Kakak pulang lagi. Kami selesaikan

sekolah hingga tamat kuliah

 

Ibu yang membesarkan kami

tanpa Ayah yang tak pernah

kembali.

 

2020-2021

 

 

Gemuruh Ibu

 

Pantai bergemuruh, angin bergemuruh

Rindu pun begitu bergemuruh

 

Tapi gemuruh rindu melebihi deru

ombak lautan

melebihi desing angin bukitan

 

Terlebih gemuruh rindu padamu,

Ibu.

Saat aku jauh, saat aku jatuh,

rindu padamu makin kukuh.

 

Juni 2020

 

 

Laut dan Ibu

 

Apa yang membedakan laut

dan Ibu?

Di kala malam laut sering mencekam

Dan bintang hanya bintik kecil

di kejauhan

 

Sedangkan Ibu, di kala malam

selalu disampingku, bintang seperti

mendekat. Mengantarku tidur dalam

pelukan hangat

 

Tapi,

laut dan ibu sama indahnya. Laut dan

ibu sama luasnya. Laut dan ibu penuh harapan

 

Laut dan ibu sumber kehidupan.

 

Juni 2020

 

 

Tak Mampu Sakiti Ibu

 

Sambil menyeduhkan kopi, istriku

bilang berulang kali:

"Jika mau kawin lagi, antarkan aku

ke rumah Ibu."

 

Sudah dua hari kotaku panas sekali

Sepedas sambal ulekan istri

 

Keringat menempel di kerah baju

Dan punggungku basah melulu

 

Tidak berat syarat itu,

tapi harus antarkan dia ke rumah Ibu?

 

Ya, ibuku

 

Ini yang aku tak bisa; membangunkan

luka lama ibu,

yang pernah dimadu.

 

1401019

 

 

Embun itu Sejuk Matamu

 

Embun itu sejuk matamu, Ibu

menatap lembut selalu

 

Bening menetes perlahan

bersama kokok ayam dan kumandang

azan di kejauhan.
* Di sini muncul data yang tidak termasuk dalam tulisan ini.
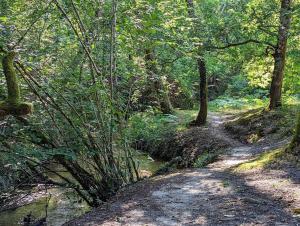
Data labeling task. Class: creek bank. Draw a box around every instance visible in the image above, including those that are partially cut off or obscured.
[65,115,300,226]
[135,116,235,168]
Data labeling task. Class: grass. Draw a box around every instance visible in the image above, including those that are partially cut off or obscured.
[234,148,285,171]
[209,95,300,113]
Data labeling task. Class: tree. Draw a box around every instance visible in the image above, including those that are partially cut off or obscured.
[0,50,32,117]
[287,111,300,156]
[186,0,208,126]
[269,0,292,110]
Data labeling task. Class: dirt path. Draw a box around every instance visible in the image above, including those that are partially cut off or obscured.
[68,115,300,226]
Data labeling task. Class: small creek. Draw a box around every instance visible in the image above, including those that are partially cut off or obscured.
[0,151,163,226]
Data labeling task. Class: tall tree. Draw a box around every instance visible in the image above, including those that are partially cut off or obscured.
[145,49,173,114]
[186,0,208,126]
[288,111,300,156]
[269,0,292,110]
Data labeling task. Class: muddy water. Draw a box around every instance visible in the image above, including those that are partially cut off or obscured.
[0,151,162,226]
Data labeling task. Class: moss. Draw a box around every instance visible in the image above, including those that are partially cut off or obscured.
[234,148,284,171]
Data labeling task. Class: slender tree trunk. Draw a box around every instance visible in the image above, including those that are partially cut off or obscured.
[0,51,32,118]
[2,52,20,104]
[269,0,292,110]
[194,58,208,125]
[288,111,300,156]
[145,49,173,114]
[186,0,208,126]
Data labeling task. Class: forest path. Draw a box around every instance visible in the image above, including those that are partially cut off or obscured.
[68,114,300,226]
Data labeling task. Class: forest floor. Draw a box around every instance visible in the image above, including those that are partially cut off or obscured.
[66,114,300,226]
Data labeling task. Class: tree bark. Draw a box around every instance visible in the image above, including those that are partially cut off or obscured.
[2,52,20,104]
[269,0,292,110]
[0,51,32,118]
[288,111,300,156]
[194,57,208,126]
[145,49,173,114]
[186,0,208,126]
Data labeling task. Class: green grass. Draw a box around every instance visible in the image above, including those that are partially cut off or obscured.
[209,95,300,113]
[234,148,285,172]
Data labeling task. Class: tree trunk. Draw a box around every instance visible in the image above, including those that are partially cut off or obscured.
[145,49,173,114]
[2,52,20,104]
[194,58,208,126]
[186,0,208,126]
[0,51,32,115]
[269,0,292,110]
[288,111,300,156]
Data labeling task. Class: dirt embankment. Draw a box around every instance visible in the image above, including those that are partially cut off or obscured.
[225,108,297,144]
[66,110,300,226]
[150,127,231,167]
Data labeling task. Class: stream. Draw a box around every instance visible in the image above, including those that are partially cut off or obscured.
[0,151,163,226]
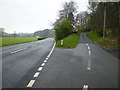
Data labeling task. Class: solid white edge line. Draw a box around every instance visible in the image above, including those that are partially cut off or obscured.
[38,67,43,71]
[33,72,40,77]
[83,85,88,90]
[27,80,35,87]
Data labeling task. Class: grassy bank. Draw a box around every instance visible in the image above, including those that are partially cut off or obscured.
[87,31,120,47]
[0,37,45,47]
[56,33,80,48]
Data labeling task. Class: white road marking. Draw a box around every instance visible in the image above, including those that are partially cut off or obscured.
[87,59,91,71]
[38,67,43,71]
[89,50,91,55]
[47,43,56,58]
[10,47,27,54]
[46,58,48,60]
[33,72,40,77]
[27,43,56,87]
[83,85,88,90]
[88,46,90,50]
[27,80,35,87]
[44,60,47,63]
[41,63,45,67]
[87,67,90,71]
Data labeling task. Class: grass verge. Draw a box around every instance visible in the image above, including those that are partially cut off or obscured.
[56,33,80,48]
[87,31,120,47]
[0,37,44,47]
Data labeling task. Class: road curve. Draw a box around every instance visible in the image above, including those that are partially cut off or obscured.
[31,33,118,90]
[2,38,54,88]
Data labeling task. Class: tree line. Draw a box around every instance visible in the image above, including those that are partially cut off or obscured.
[54,0,120,40]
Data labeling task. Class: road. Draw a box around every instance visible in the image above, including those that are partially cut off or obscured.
[1,38,54,88]
[31,33,118,88]
[3,33,118,88]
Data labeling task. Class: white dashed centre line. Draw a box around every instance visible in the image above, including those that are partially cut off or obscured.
[38,67,43,71]
[27,80,35,87]
[44,60,47,63]
[86,44,88,45]
[89,50,91,55]
[83,85,88,90]
[41,63,45,67]
[33,72,40,77]
[10,47,27,54]
[88,46,90,50]
[27,43,56,87]
[46,58,48,60]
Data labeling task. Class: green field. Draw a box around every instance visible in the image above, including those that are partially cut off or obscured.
[56,34,80,48]
[0,37,38,47]
[87,31,120,47]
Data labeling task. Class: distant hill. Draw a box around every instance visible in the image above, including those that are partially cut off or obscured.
[34,29,54,37]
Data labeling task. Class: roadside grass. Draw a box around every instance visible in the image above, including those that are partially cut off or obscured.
[56,33,80,48]
[87,31,120,47]
[0,37,44,47]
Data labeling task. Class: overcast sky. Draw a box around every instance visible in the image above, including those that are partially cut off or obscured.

Mengajarkan

harapan

 

Di luar jendela, bulirnya menitik

setiap pagi

Sebelum dilenyapkan matahari

 

Embun itu hanya setetes di daun

Tapi aku rindu mengintipnya

sejak ku bangun.

 

1511020

 

 

Dedi Tarhedi lahir di Bandung 6 April. Buku kumpulan puisi yang sudah terbit: ‘Hidup Makin tak Mudah’, ‘Kereta Nisan’, ‘Ning’, ‘Dili tak Kembali’, dan ‘Ibu, Kota, Kenangan’. Buku kumpulan puisi ‘Ning’ masuk nominasi Buku Puisi Pilihan di HPI (Hari Puisi Indonesia) di Jakarta 2018. Diajang yang sama, buku ‘Dili tak Kembali’ masuk 25 nominasi sayembara buku di HPI 2020. Sehari-hari Om Dedi, biasa dipanggil rekan kantor dan kawan seniman di Tasikmalaya, bekerja sebagai PNS/ASN Pemkot Tasikmalaya di Dinas Polisi Pamong Praja.